Morton was succeeded by his son, Julian, who ran the company until his death in 1972. C. E. Harris, a long-time associate of the Mortons, was Chairman and CEO of H. T. Hackney from 1972 until 1982. In 1975, under Harris's leadership, the company greatly expanded its sales volume with the acquisition of the Jellico Grocery Company, which owned warehouses in Harlan, Middlesboro, Somerset and Corbin in Kentucky, and Oneida and Elizabethton in Tennessee.

Bill Sansom has been Chairman and CEO of H. T. Hackney since 1983. During his tenure, the company has continued to expand, acquiring two subsidiaries, furniture maker Holland House and bottled water manufacturer Natural Springs Water. In 2003, the company purchased two convenience store distribution subsidiaries - L&L Jiroch Company and J. F. Walker Company - from the Michigan-based wholesaler Spartan Stores. In 2005, H. T. Hackney closed its Knoxville warehouse and moved its Knoxville-area distribution operations to a new 300,000-square-foot facility located along Interstate 40 in adjacent Roane County, though the company is still headquartered at the Fidelity Building in Downtown Knoxville.

On August 30, 2011, H. T. Hackney hired former University of Tennessee basketball coach Bruce Pearl as its Vice President of Marketing.
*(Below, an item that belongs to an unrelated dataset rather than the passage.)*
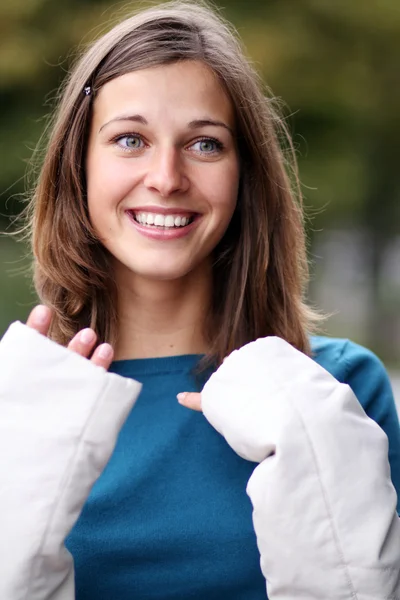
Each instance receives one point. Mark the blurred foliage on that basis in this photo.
(335, 64)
In September 2011, H. T. Hackney launched a new furniture manufacturing subsidiary, H.Home. This new subsidiary operates factories in Bean Station, Tennessee, and Athens, Tennessee, and its products include upholstery, living room furniture, recliners, and sofas.

==Products and services==
The H. T. Hackney Company distributes over 30,000 different products to over 20,000 retail locations in 21 states. Products include frozen food, baked goods, candy, snack foods, tobacco, cosmetics, and deli items, and its major trading partners include General Mills, Kraft, Valvoline, Procter & Gamble, and Kellogg's.
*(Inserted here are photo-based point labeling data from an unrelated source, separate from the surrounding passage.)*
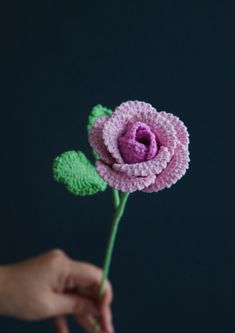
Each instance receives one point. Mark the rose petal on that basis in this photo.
(122, 182)
(173, 172)
(151, 167)
(180, 128)
(134, 111)
(97, 142)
Retailers serviced by H. T. Hackney include convenience stores, drug stores, travel centers, and small grocery stores. The company distributes products through a network of 28 distribution centers across 10 states, ranging as far north as Grand Rapids, Michigan, and as far south as Miami, Florida.

== Subsidiaries ==
The company's subsidiaries include Indianapolis-based Holland House Furniture which manufactures dining room suites, bedroom furniture, and rocking chairs, Johnson City-based Natural Springs Water which produces bottled water, and Detroit-based Uncle Ray's snack foods.

==Financial information==
In 2019, H. T. Hackney had $5 billion in estimated sales. According to Forbes, it is the nation's 36th-largest privately held company.